As eleições americanas trouxeram uma grande frustração para quem valoriza um mundo mais inclusivo, diverso e igualitário. Em um país que já elegeu o primeiro presidente negro, Barack Obama, a eleição de uma mulher negra, além de marcar e lustrar a história, fortaleceria a mensagem de que na democracia americana cabem todos e todos podem apresentarem-se para o sufrágio do voto e serem eleitos, independentemente de cor e raça.
Além disso, num tempo de polarização e conflituosidade, onde a governança carece de diálogo, empatia e contenção, a presença de uma mulher no poder poderia oferecer um olhar mais sensível, conciliador, cooperativo e humanitário, como é , em regra, da natureza feminina, para as questões sociais, raciais e humanitárias que o mundo enfrenta.
A derrota da vice presidenta e candidata Kamala Harris é assim uma perda relevante para esses fundamentos. Todavia, aponta um dado importante para nossa reflexão: a maioria retumbante dos negros americanos, 94%, foram às urnas e votaram na candidata negra. Confiaram e de forma consciente e determinada depositam o voto numa lider comunitária.

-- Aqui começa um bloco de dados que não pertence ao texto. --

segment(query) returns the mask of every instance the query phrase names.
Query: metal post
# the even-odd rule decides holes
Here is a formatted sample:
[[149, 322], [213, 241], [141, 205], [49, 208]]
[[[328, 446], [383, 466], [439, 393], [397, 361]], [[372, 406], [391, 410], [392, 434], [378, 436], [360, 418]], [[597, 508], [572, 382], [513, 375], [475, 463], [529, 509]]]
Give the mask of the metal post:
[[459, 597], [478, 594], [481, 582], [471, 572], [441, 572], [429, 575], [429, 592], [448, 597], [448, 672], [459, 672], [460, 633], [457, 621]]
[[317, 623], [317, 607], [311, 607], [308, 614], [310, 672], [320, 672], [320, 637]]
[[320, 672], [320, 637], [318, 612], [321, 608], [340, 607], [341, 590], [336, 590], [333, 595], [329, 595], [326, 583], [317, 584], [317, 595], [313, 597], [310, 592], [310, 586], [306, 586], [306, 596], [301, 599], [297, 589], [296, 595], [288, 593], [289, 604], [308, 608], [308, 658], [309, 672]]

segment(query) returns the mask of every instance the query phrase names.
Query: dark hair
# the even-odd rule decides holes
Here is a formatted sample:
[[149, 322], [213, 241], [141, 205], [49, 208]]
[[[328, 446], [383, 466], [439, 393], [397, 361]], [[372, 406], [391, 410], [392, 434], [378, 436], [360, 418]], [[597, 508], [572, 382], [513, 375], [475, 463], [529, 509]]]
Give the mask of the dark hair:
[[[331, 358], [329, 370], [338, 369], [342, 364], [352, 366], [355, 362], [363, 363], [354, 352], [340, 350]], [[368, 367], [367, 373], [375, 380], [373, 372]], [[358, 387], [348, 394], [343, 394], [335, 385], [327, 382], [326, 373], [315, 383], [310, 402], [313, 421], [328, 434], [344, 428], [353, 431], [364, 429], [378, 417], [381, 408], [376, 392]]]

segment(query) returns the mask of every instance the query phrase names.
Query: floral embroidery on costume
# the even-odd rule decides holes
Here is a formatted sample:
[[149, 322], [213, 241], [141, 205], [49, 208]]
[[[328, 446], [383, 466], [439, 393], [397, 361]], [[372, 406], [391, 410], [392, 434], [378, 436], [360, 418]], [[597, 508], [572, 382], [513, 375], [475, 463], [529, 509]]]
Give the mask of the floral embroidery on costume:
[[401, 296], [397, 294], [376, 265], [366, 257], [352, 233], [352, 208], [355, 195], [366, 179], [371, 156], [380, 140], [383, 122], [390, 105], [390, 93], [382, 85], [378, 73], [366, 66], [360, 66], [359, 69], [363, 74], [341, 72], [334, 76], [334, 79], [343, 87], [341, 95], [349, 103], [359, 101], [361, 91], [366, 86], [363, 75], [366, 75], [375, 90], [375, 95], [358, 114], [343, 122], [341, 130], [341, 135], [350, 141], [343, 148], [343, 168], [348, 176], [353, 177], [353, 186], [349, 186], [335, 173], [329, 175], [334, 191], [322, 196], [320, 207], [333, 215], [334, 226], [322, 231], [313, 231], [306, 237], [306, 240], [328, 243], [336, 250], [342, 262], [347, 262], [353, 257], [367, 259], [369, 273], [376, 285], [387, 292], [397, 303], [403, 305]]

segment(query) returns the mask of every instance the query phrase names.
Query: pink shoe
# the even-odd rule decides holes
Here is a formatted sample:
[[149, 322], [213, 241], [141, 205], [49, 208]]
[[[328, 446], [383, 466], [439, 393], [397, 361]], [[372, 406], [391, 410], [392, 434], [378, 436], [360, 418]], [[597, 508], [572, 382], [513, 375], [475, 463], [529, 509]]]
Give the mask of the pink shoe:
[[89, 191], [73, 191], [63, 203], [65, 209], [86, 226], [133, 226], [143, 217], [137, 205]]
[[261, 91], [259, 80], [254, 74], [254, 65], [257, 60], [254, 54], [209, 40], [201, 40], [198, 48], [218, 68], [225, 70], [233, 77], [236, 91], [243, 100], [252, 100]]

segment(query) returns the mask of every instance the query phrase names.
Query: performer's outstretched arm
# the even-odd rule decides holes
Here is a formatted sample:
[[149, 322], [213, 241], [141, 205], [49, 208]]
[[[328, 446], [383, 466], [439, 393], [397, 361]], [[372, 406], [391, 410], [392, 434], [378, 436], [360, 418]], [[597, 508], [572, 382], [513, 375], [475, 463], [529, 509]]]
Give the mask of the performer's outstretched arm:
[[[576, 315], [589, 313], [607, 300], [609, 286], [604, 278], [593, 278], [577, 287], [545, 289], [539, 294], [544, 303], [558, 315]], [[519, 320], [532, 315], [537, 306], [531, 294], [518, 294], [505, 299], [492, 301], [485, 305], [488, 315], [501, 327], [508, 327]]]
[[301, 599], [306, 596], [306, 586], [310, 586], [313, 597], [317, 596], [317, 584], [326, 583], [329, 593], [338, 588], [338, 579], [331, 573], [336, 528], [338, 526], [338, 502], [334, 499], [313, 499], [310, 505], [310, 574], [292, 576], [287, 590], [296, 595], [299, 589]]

No Brasil, uma das maiores populações negras do mundo, enfrentamos desafios de outra natureza. Em São Paulo, onde os negros representam 42% da população, a ex-secretária de Cultura, Aline Torres, uma mulher negra aguerrida, articulada e largamente representativa dos negros paulistanos teve apenas 15 mil votos. Em Salvador, em que os negros respodem por 85% dos eleitores, o candidato negro à prefeitura teve uma votação inexpressiva. Por que ainda temos tanto receio e restrição em votar e eleger lideranças políticas negras? O que nos impede ? O que nos cerceia ?
Neste mês da Consciência Negra, precisamos aproveitar a oportunidade para refletir sobre como o racismo estrutural segue influenciando as decisões eleitorais, e também, fazer uma profunda e honesta autocrítica.Tem um problema de profundidade da alma negra que precisamos ter coragem e disposição para solucionar.
Eleger pessoas negras para cargos de poder é um ato de responsabilidade e compromisso profundo com a comunidade , com o equilíbrio e com a justiça social. Para isso será indispensável superarmos o preconceito, a dubiedade e a descrença, e construirmos um futuro onde todas as vozes, historicamente silenciadas, possam ser ouvidas e respeitadas.
A derrota de Kamalla deve nos inspirar e estimular nesaa direção.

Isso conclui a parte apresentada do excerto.